Givens, an American Federation of Government Employees union representative for TSA workers in Georgia, says the shutdown is exacerbating frustrations among TSA workers who are already dealing with high-stress jobs and, unlike many other agencies, do not have automatic promotions and raises as workers accrue years at the agency.

“Even without a government shutdown, a lot of people may believe that TSA officers are making a good amount of money,” she said, “But a lot of our officers, especially if they have dependents and children, do fall behind and are on food stamps or other kinds of government assistance.”

Givens pointed out that many members of Congress flew home for the holidays and came back for the new session in January, using TSA services without paying the workers tasked with keeping them safe.

Other government employees who have been furloughed since before Christmas say they feel betrayed by lawmakers who are letting the shutdown continue and preventing them from doing their jobs.

“We all in the civil service took an oath to protect our mission and the Constitution, and while [lawmakers] still are being paid for their services, they are absolutely violating that,” said Loreen Targos, a scientist at the Great Lakes program office for the Environmental Protection Agency.

Despite the stress and uncertainty involved with being a furloughed government worker at the moment, Targos said there aren’t a lot of other places she can do her specific kind of work.

“A lot of us are highly specialized in the work we do, engineers and scientists and stuff, and we’ve contributed a great deal of our life’s work to becoming experts in our field,” she said. "It’s not like we can just be like, 'Hey, anyone got any contamination they want to check on?' And then the labs are closed too, so it’s not like we can send our samples back to get analyzed.”

Jae Lee, a data transcriber for the Department of the Treasury in Austin, is another furloughed government worker who despite the uncertainty of the shutdown says they will not leave their government job.

Lee, a single parent who served in the Army for 10 years, is determined to stay in the public service despite worrying that there might be more extended shutdowns under the Trump administration.
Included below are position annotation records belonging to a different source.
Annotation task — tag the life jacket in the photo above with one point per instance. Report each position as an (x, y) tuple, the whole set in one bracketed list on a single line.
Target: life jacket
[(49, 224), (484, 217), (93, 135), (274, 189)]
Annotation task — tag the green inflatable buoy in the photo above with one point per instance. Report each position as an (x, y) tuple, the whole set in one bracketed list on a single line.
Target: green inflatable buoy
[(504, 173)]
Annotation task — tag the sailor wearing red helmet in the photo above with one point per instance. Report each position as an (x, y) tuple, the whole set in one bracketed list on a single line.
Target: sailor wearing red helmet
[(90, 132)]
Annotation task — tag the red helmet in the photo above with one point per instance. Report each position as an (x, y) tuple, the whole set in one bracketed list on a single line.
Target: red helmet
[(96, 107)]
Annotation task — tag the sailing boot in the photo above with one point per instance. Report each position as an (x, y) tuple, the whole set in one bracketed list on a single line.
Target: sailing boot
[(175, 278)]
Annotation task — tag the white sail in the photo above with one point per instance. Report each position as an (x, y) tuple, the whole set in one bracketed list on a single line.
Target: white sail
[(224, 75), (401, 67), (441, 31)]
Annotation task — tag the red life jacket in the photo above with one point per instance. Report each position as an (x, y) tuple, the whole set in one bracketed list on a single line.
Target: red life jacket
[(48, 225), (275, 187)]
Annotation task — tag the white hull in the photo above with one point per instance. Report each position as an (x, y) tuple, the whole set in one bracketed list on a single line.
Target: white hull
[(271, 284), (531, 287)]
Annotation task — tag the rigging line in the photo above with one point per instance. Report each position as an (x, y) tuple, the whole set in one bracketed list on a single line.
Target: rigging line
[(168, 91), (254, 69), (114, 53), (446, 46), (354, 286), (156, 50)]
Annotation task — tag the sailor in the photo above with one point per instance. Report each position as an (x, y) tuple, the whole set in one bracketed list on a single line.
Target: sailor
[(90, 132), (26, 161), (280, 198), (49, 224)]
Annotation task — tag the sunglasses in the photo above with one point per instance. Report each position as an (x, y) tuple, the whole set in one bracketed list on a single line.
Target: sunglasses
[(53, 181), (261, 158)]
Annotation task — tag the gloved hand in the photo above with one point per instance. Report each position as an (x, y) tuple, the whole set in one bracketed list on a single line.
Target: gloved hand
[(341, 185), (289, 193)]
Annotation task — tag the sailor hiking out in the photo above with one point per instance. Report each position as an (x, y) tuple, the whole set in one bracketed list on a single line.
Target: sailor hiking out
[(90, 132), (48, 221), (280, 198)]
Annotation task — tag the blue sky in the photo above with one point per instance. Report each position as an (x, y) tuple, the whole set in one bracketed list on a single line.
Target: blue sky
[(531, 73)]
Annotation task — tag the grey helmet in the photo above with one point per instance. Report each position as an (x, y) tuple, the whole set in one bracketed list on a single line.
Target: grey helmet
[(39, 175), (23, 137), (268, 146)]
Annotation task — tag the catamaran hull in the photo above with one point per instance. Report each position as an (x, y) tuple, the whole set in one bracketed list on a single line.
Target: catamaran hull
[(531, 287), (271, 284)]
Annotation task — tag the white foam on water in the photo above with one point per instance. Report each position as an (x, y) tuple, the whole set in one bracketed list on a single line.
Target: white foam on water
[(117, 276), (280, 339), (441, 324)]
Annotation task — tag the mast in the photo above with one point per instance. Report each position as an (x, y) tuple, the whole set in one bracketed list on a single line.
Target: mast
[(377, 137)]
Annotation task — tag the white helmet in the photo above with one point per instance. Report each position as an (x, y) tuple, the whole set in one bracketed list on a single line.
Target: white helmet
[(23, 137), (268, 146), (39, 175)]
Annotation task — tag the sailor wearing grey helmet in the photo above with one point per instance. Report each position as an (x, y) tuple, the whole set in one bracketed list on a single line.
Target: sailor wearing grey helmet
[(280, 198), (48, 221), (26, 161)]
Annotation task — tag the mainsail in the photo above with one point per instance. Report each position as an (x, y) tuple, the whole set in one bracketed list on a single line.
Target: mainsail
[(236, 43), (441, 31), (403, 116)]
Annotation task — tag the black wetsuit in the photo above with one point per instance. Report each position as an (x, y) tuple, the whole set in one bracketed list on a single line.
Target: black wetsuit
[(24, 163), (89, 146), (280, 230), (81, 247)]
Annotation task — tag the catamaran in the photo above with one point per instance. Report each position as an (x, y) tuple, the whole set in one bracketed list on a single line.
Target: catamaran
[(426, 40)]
“I’ve worked for the private sector. I don’t like it. And I come from a military and a federal public service family,” they said. “They take the best care of their families. I’m mentally ill also, and they’re a lot more understanding.”

They added that they found previous shutdowns easier to plan for and that they usually didn’t as long.

“This doesn’t happen often,” they said. “I don’t blame anybody but the president. I am worried, but it’s something that I’m going to have to figure out how to deal with.”

Lee has applied for unemployment benefits — the first payment will come through on the 13th, but they’re not sure how much they’re getting and that will be “basically when [they] run out of money,” they said.

They said they’ve told their 9-year-old daughter that they won’t be able to go out to or buy her favorite food for a while.

“I told her: No, this time it’s serious. Mommy can’t work,” they said.